Sleep: Promoting Healthy Sleep Patterns

Welcome to the educational program Promoting Healthy Sleep PatternsThis program will present some principles and strategies for improving sleep patterns and for creating an environment that promotes sleep.

.   .   .

This is Lesson 8 of The Alzheimer’s Caregiver. You may view the topics in order as presented, or click on any topic listed in the main menu to be taken to that section.

We hope that you enjoy this program and find it useful in helping both yourself and those you care for. There are no easy answers when it comes to the care of another, as every situation and person is different. In addition, every caregiver comes with different experiences, skills and attitudes about caregiving. Our hope is to offer you useful information and guidelines for caring for someone with dementia, but these guidelines will need to be adjusted to suit your own individual needs. Remember that your life experiences, your compassion and your inventiveness will go a long way toward enabling you to provide quality care.

Let’s get started.

Prefer to listen to this lesson? Click the Play button below to begin.

Alzheimer’s and Sleep

Sleeping through the night can be difficult for people with Alzheimers disease and other dementias. As dementia progresses, affected individuals spend more of their nights awake and daytime hours sleeping. Although they spend more of their time sleeping, the sleep is often light and with frequent awakenings.

Many people wake up during the night to wander. They can wake up confused, disoriented, frightened, or feeling alone. They may also suffer from delusions and/or hallucinations that disrupt sleep patterns.

Poor sleep can seriously affect those with dementia, as it can contribute to agitated behavior, delirium, decline in thinking and functioning, falls and injuries, and increased mortality.

This program will provide a general understanding of some sleep issues and offer practical tips to help improve the quality and quantity of sleep for those with dementia and their caregivers.

Case Study 1

Lets begin with a case study about Mary, who cares for her husband, Robert.  Robert has moderate Alzheimers disease.

One night, Mary wakes up at 1 a.m. and finds that Robert has gotten out of bed and is wandering around in the living room muttering to himself.

What can Mary expect as she cares for her husband with Alzheimer’s disease?

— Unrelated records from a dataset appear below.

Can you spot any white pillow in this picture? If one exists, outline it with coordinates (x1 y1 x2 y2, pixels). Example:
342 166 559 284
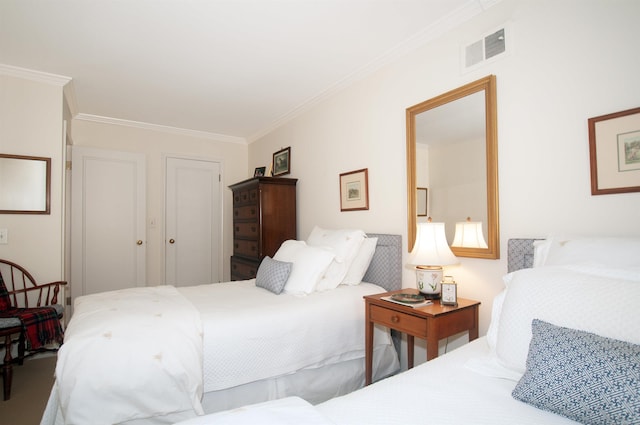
307 226 366 291
496 266 640 373
533 239 552 267
487 289 507 352
342 238 378 285
545 237 640 267
273 240 334 295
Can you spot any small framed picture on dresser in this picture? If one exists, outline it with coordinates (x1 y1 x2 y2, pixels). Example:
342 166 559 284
272 146 291 177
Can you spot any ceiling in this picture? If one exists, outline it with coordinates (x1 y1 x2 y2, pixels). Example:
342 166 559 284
0 0 496 141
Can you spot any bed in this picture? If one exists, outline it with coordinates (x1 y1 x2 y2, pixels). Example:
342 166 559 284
175 237 640 425
41 227 402 424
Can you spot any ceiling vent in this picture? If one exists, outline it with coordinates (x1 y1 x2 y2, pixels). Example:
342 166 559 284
462 26 510 71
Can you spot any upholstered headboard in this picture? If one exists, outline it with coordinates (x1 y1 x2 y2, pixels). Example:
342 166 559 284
507 238 540 273
362 233 402 291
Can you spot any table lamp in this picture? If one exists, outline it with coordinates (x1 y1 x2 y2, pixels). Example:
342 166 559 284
408 218 458 299
451 217 488 248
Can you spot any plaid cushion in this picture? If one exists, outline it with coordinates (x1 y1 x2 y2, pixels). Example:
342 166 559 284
0 273 11 311
0 307 64 350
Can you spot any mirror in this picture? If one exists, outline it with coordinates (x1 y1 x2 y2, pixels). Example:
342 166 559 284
0 154 51 214
406 75 500 259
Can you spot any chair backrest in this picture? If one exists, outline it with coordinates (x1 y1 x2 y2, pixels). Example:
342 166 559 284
0 259 59 309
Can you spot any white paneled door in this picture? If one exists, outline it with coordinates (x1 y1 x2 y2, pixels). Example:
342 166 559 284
165 157 222 286
71 146 146 305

  • A. Robert will wander off at times.
  • B. Mary needs to adjust to not sleeping through the night.
  • C. Mary needs to make adjustments to how she cares for Robert.
  • D. Robert will sleep during the day and stay awake during the night.

Answers:

Choice A: “Robert will wander off at times” is a good choice.

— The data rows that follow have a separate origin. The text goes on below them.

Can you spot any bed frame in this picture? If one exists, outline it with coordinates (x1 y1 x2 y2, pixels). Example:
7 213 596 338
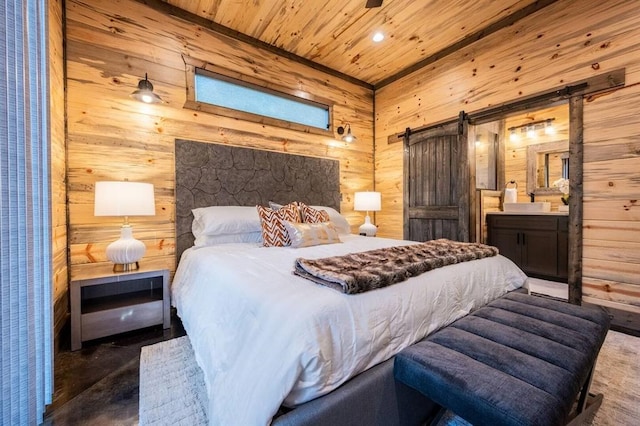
175 139 439 426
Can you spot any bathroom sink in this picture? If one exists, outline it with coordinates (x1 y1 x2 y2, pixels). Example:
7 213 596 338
503 201 551 213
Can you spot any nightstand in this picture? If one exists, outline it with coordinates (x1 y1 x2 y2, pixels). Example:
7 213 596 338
70 268 171 351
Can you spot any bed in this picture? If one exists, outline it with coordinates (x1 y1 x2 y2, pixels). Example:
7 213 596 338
172 141 526 425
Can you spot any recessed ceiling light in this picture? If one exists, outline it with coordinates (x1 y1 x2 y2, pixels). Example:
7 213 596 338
371 31 384 43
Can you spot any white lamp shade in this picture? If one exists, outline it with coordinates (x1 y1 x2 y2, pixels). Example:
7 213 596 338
93 181 156 216
353 191 381 212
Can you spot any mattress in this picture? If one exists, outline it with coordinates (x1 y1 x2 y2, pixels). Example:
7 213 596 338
172 235 526 426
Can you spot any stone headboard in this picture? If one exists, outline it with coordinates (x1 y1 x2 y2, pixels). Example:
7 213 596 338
175 139 340 260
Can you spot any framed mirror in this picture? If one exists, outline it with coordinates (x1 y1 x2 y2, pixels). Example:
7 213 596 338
527 141 569 195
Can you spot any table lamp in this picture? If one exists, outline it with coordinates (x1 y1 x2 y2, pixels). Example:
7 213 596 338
94 181 156 272
353 191 381 237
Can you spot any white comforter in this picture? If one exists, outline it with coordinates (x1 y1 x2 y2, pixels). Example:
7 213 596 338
172 235 526 426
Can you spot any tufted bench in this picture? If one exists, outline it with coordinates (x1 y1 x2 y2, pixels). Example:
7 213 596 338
394 293 609 426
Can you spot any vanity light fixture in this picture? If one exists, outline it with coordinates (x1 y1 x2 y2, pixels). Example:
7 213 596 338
527 126 537 139
544 118 556 135
131 73 162 104
509 127 520 142
509 118 556 142
337 123 358 143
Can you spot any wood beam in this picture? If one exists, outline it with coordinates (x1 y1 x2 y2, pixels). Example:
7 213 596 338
130 0 373 90
374 0 558 90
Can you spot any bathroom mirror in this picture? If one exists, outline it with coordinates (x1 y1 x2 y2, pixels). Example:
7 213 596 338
527 141 569 195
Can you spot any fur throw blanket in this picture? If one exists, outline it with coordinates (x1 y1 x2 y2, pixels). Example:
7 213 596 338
293 239 498 294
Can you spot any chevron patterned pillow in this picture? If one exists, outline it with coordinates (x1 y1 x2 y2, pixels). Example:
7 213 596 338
297 201 331 223
256 204 300 247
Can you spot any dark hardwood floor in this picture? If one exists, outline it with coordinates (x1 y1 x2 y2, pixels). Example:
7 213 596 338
44 302 640 426
44 312 186 426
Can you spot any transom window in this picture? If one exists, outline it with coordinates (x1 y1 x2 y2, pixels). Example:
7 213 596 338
185 56 331 134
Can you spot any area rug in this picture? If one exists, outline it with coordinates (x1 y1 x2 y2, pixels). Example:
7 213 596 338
140 331 640 426
140 336 207 426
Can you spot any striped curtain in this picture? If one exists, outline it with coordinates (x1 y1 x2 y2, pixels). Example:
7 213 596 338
0 0 53 425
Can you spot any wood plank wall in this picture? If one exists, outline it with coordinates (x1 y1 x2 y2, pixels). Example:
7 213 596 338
375 0 640 309
66 0 373 278
47 0 69 342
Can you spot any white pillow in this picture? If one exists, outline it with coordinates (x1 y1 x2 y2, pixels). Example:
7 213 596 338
193 232 262 247
269 201 351 235
191 206 262 239
309 206 351 235
284 221 342 248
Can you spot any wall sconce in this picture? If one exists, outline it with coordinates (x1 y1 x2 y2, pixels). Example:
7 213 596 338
131 73 162 104
338 124 358 143
509 118 556 142
93 181 156 272
353 191 381 237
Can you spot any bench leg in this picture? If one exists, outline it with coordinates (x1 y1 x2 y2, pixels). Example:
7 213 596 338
567 393 602 426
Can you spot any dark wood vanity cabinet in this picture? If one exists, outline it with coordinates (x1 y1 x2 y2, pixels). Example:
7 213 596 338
487 214 569 282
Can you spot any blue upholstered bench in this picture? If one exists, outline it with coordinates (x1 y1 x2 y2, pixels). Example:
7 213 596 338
394 293 610 426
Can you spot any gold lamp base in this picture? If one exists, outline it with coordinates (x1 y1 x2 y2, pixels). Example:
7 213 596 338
113 262 140 272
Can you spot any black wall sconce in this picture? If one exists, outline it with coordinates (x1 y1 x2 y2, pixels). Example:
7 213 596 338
131 73 162 104
337 124 358 143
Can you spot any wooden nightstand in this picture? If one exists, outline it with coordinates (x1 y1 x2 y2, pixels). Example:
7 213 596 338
71 268 171 351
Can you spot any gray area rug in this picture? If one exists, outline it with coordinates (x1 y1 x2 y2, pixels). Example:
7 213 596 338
140 336 208 426
140 331 640 426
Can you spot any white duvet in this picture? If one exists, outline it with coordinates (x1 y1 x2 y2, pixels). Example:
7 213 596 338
172 235 526 426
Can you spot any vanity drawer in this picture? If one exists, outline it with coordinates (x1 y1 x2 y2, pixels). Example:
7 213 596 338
488 214 559 231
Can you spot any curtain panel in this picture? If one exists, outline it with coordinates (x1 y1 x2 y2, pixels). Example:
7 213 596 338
0 0 53 425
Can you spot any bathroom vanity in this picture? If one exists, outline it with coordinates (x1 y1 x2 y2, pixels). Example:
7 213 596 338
487 212 569 282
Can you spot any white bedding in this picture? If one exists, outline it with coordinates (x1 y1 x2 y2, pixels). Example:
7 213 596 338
172 235 526 426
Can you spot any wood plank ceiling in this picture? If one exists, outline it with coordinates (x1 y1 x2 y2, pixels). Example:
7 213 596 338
163 0 553 86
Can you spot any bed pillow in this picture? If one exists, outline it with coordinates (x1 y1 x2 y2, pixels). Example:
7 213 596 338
269 201 351 235
298 202 331 223
193 231 262 247
191 206 262 239
256 204 300 247
284 221 342 248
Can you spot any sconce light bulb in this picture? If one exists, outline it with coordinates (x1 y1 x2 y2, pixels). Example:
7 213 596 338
371 31 384 43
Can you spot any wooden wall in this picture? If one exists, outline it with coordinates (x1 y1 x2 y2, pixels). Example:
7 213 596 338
66 0 373 277
47 0 69 342
375 0 640 309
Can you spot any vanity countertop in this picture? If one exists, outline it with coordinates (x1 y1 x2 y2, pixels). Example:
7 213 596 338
487 211 569 216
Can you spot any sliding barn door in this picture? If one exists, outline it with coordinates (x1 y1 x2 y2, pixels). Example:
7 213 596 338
404 120 470 241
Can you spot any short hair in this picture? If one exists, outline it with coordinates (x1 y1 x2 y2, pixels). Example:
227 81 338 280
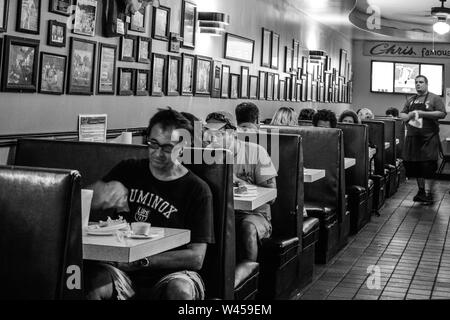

Wandering is a common behavior seen with Alzheimers disease, which increases in the middle stages. This behavior fluctuates so that wandering may happen more often on some days than others.

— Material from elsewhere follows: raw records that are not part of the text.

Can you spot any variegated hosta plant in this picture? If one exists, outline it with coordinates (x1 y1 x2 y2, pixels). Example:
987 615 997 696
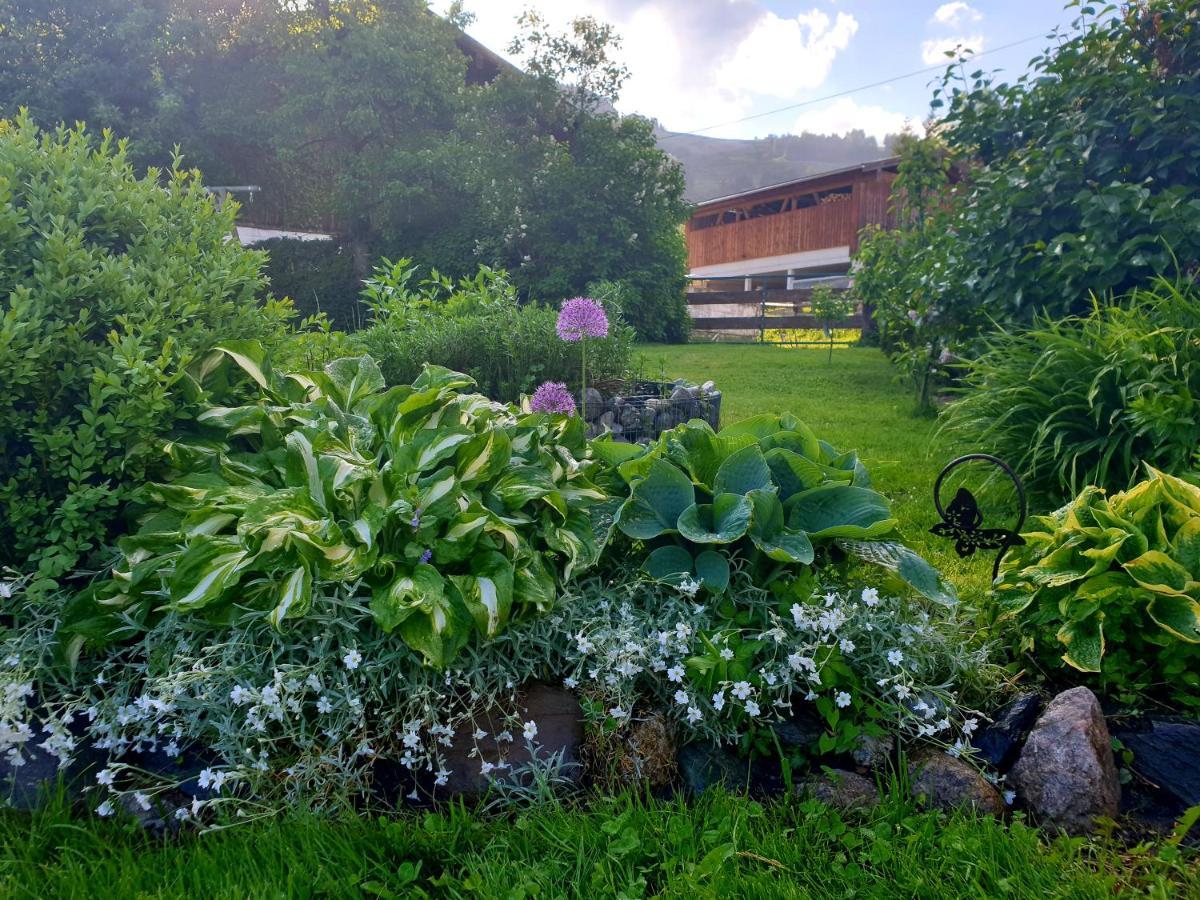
592 414 954 602
996 467 1200 708
66 344 605 666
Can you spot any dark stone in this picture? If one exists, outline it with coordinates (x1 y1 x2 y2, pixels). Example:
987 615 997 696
908 754 1007 816
1112 718 1200 809
1008 688 1121 834
971 694 1043 772
796 769 880 810
433 683 583 797
677 743 750 794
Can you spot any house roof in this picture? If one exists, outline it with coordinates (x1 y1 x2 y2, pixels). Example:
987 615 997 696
696 156 900 208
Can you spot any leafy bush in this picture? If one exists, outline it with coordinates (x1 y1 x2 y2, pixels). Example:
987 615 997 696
254 238 366 331
942 278 1200 499
997 467 1200 708
355 260 634 402
64 343 605 667
0 116 290 578
592 414 953 609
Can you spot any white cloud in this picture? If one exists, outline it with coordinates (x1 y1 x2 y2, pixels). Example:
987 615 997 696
920 34 984 66
718 10 858 98
930 0 983 28
793 97 917 143
431 0 858 137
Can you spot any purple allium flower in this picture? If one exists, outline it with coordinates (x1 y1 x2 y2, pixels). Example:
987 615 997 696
529 382 575 415
558 296 608 342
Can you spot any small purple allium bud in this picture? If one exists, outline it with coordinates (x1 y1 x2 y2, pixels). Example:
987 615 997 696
558 296 608 342
529 382 575 415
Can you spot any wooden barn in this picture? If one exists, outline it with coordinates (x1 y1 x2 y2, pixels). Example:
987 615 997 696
686 157 899 332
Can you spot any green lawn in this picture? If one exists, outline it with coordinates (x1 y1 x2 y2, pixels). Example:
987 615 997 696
0 344 1200 899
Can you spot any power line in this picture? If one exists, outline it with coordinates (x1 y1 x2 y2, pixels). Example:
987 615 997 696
659 31 1050 143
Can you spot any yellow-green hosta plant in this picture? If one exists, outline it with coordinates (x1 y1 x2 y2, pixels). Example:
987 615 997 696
65 343 606 666
996 466 1200 708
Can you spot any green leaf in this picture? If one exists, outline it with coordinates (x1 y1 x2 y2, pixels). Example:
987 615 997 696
696 550 730 594
450 553 514 637
617 460 696 540
642 544 695 583
679 494 757 544
1124 550 1192 594
268 565 312 629
713 444 770 496
1146 595 1200 643
787 485 896 540
1058 613 1104 672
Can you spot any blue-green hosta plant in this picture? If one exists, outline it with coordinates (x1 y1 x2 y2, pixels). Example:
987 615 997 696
66 343 605 666
592 414 953 601
997 467 1200 708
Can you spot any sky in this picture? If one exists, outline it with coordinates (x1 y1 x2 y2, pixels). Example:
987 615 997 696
431 0 1089 144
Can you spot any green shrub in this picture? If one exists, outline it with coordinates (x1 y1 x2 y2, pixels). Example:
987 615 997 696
254 238 367 331
942 280 1200 500
65 342 605 666
0 116 290 578
355 260 634 402
997 468 1200 709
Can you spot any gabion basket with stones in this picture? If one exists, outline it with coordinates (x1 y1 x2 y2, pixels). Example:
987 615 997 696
587 380 721 443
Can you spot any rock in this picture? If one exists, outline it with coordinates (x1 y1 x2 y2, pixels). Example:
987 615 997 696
908 752 1007 816
436 683 583 797
1008 688 1121 834
850 734 895 769
1112 718 1200 809
971 694 1042 772
677 743 750 794
796 769 880 810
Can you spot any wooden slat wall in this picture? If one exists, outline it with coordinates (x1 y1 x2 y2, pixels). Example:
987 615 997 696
688 199 858 269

Because persons with dementia usually wander for a reason, try to meet their needs to decrease the likelihood of wandering. For example, check to see whether the person wants to eat, drink, use the bathroom, or put on more clothes. 

Dedicate areas in the house that are safe for wandering. This includes rooms that are free of stairwells, clutter, dangerous objects and chemicals. Examples include unnecessary furniture, sharp or fragile objects, and obstacles on the floor.

Choice B: “Mary needs to adjust to not sleeping through the night” is a possibility.

Mary will have some nights where she will have to wake up to care for Robert and other nights where she will not. Lack of sleep is one of the main reasons caregivers place their family members with dementia in long-term care facilities.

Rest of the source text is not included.